Tuesday, September 17, 2013

Guest Report: Jo Nesbo in Belfast

Euro Crime reviewer Mark Bailey has very kindly written up Jo Nesbo's recent event in Belfast which was  part of the tour to promote Police tr. Don Bartlett:

Jo Nesbø Talk at the Ulster Hall. Belfast
15th September 2013

David Torrans, owner of No Alibis who organised the talk with the publishers introduced the event saying that this was the largest audience of Jo Nesbø's UK and Ireland tour (he later tweeted that the audience was 825 people including press) and that the publishers had originally suggested doing it in the shop.

Initially Marie-Louise Muir (the main arts presenter for BBC Radio Ulster) interviewed Jo about his life and career for about 40 minutes before the audience had the opportunity to ask questions of Jo.

The first question asked by Marie-Louise Muir was where did Harry come from? Jo was a stockbroker by day and a musician by night flying to gigs in Norway when the market closed, performing, sleeping and then flying back to Oslo for the market opening the following day. He was commissioned by a publisher to write a memoir about life on the road with the band which included a tour to Australia which is where he learnt about the Aborigine myths that play a role in THE BAT. After a big tour, he wanted to rest from the band but still wanted to write having been the lyricist with the band and having always written, be it poetry or music. The choice of crime fiction was not driven by an interest in other Scandinavian crime authors but by the fact he didn’t want to return to stock broking and had five weeks to write a novel in – he submitted it under a pseudonym so the publishers didn’t market it as by a major Norwegian musician.

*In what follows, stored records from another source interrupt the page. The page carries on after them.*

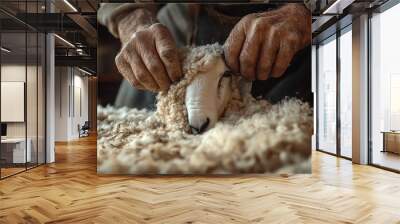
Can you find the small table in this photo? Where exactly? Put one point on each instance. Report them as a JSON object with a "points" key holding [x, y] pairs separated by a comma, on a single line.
{"points": [[13, 150], [391, 141]]}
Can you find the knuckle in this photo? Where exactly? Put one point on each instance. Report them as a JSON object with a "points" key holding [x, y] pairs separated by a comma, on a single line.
{"points": [[245, 60], [258, 24], [140, 35], [154, 68], [141, 76], [168, 54], [158, 27]]}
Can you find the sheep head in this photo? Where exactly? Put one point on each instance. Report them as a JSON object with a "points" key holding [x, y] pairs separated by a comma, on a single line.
{"points": [[196, 102], [208, 94]]}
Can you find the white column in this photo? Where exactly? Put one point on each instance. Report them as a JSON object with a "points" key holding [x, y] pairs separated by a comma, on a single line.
{"points": [[360, 90], [50, 98]]}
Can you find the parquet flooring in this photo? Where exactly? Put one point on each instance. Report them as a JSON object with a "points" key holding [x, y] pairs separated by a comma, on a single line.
{"points": [[69, 191]]}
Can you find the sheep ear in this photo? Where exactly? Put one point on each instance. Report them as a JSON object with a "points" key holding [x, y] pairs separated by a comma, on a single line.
{"points": [[245, 86]]}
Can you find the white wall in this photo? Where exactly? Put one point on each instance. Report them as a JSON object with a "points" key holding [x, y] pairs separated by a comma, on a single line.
{"points": [[69, 82]]}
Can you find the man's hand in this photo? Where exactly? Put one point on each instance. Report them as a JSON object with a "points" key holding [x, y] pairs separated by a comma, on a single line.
{"points": [[263, 44], [149, 56]]}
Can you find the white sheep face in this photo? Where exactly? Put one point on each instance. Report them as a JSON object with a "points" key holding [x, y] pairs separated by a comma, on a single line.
{"points": [[208, 95]]}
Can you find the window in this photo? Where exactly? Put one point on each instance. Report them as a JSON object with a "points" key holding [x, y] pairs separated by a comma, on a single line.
{"points": [[385, 89], [327, 95], [346, 92]]}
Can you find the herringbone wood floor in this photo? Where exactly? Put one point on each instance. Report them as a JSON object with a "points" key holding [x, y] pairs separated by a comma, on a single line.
{"points": [[70, 191]]}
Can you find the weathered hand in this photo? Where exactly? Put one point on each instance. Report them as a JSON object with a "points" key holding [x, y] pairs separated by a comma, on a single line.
{"points": [[263, 44], [149, 56]]}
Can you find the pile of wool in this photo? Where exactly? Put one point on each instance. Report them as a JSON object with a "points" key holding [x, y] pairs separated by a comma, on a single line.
{"points": [[253, 136]]}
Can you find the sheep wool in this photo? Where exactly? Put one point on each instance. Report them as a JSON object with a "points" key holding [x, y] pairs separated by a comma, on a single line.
{"points": [[253, 136]]}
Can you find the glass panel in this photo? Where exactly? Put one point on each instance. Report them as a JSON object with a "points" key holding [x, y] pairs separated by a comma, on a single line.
{"points": [[13, 87], [327, 96], [385, 89], [346, 94], [31, 99], [41, 99]]}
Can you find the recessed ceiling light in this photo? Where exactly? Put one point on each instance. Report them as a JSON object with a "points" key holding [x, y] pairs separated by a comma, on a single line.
{"points": [[84, 71], [5, 49], [64, 40]]}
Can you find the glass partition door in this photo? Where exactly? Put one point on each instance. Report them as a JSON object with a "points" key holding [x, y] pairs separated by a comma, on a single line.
{"points": [[345, 61], [385, 89], [22, 101], [326, 72]]}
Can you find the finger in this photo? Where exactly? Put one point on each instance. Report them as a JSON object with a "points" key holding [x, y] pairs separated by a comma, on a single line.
{"points": [[148, 53], [267, 56], [125, 69], [233, 44], [283, 59], [168, 52], [250, 50], [140, 71]]}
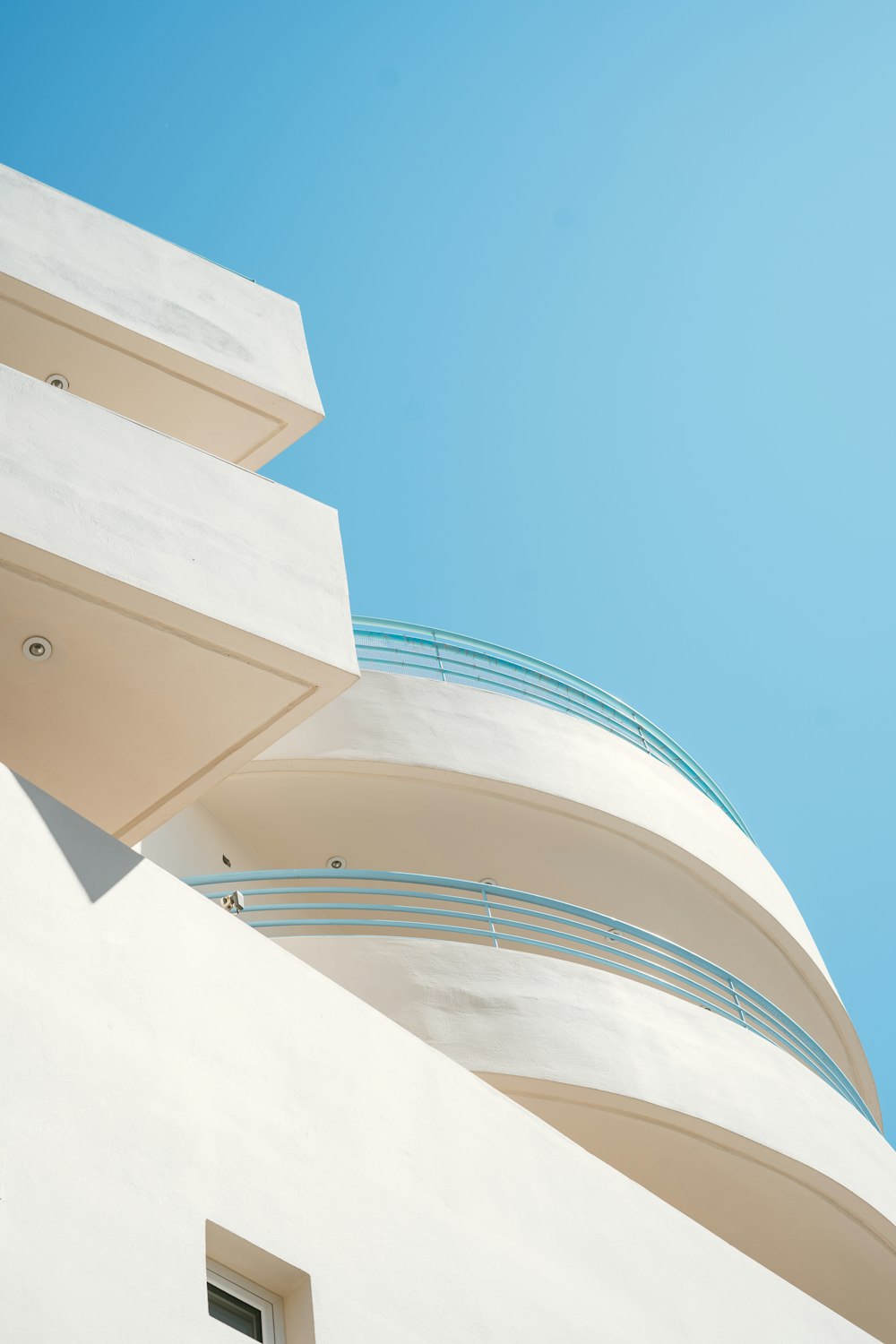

His relationship with Don Bartlett (the translator of all the harry Hole novels) was raised. Jo said that he trusted Don Bartlett as it would be impossible for him to translate the books himself as he knows “a bit of English” (you would not agree with this listening to him as he is fluent and very funny) but there is a “lost in translation” phenomena so he tries not to read the translations trusting Don to do his job as the English translation is important as other languages translate from the English rather than the Norwegian – Korean was given as an example.

Marie-Louise then turned to Jo's first book (THE BAT) pointing out how well it did critically winning the best Nordic crime novel award in 1997 - Jo said that he was so new to the game that he did not realise the significance of the award only realising how exceptional this was for a first time author until later. The critical success did not lead to sales, with sales only picking up with the third book or so; he said that the same pattern followed for the UK – he was not an overnight success as it took 10 years work to get really noticed.

The issue of the Harry Hole name was then discussed before returning to the character of Harry and his origins. Jo said Harry was the result of taking the hard boiled private eye of Chandler & Hammett and taking it one step further with Harry ceasing to function when he drinks – he is a character with flaws which makes him interesting; Superman needing Kryptonite to be interesting was cited as a parallel.

Jo was asked if he likes Harry? – Jo said that he is connected to Harry in the sense that Harry becomes real to him when Jo is writing him as Harry is partially based on himself as he feels most authors long-running creations are to some extent.

Jo feels that the quality of the writing is what attracts us to the Scandinavian crime genre be it in print, television or film - partly due to the number of writers working in the field now, so the best are very good.

He was then asked about where the ideas for the murders came from – as an example he explained that the apple bobbing in THE LEOPARD was adapted from a good childhood memory where him and his brother were told that they could not pick apples but not they could not eat them so they ate them while they were still on the on the tree but one day he got a big apple stuck in his mouth and he thought what would have happen to him as it was still growing. Related to this, he said that he does think that he went too far in the violence on THE LEOPARD but on the whole the violence tells you about the characters and drives the story forward.

He revealed that PHANTOM and POLICE were written in one big stretch so there is lots of linking back to PHANTOM from POLICE.

The session then turned into a question and answer session with the audience.

One audience member asked if the turbulent lifestyle of Harry has ever made him tempted to kill him off – Jo revealed that he does have a plan for Harry's life which he drafted while writing the third novel but that doesn’t mean that he will get there with the series. At the moment, he is a bit tired of Harry so he is writing a standalone novel but in six months time he will miss Harry so will want to sit down and write a new Harry Hole novel.

One interesting comment he made in the Q&A was that he is now writing for the readers as he has enough money for the rest of his life (you can see the Economics training at work there!).

The potential for film and TV productions was also discussed with The Snowman adaptation produced by Martin Scorsese being discussed but Jo doesn’t believe these things are happening until he is told it is being shot – however there is a television pilot based on a non-Harry story being shot in the US and a film based on his Doktor Proktor books for children should be out next year.

He was asked how he wrote the books – he said the process was forming the characters, then deciding key scenes and then tying it all together.

The evening then finished with a book signing with a very, very, long queue.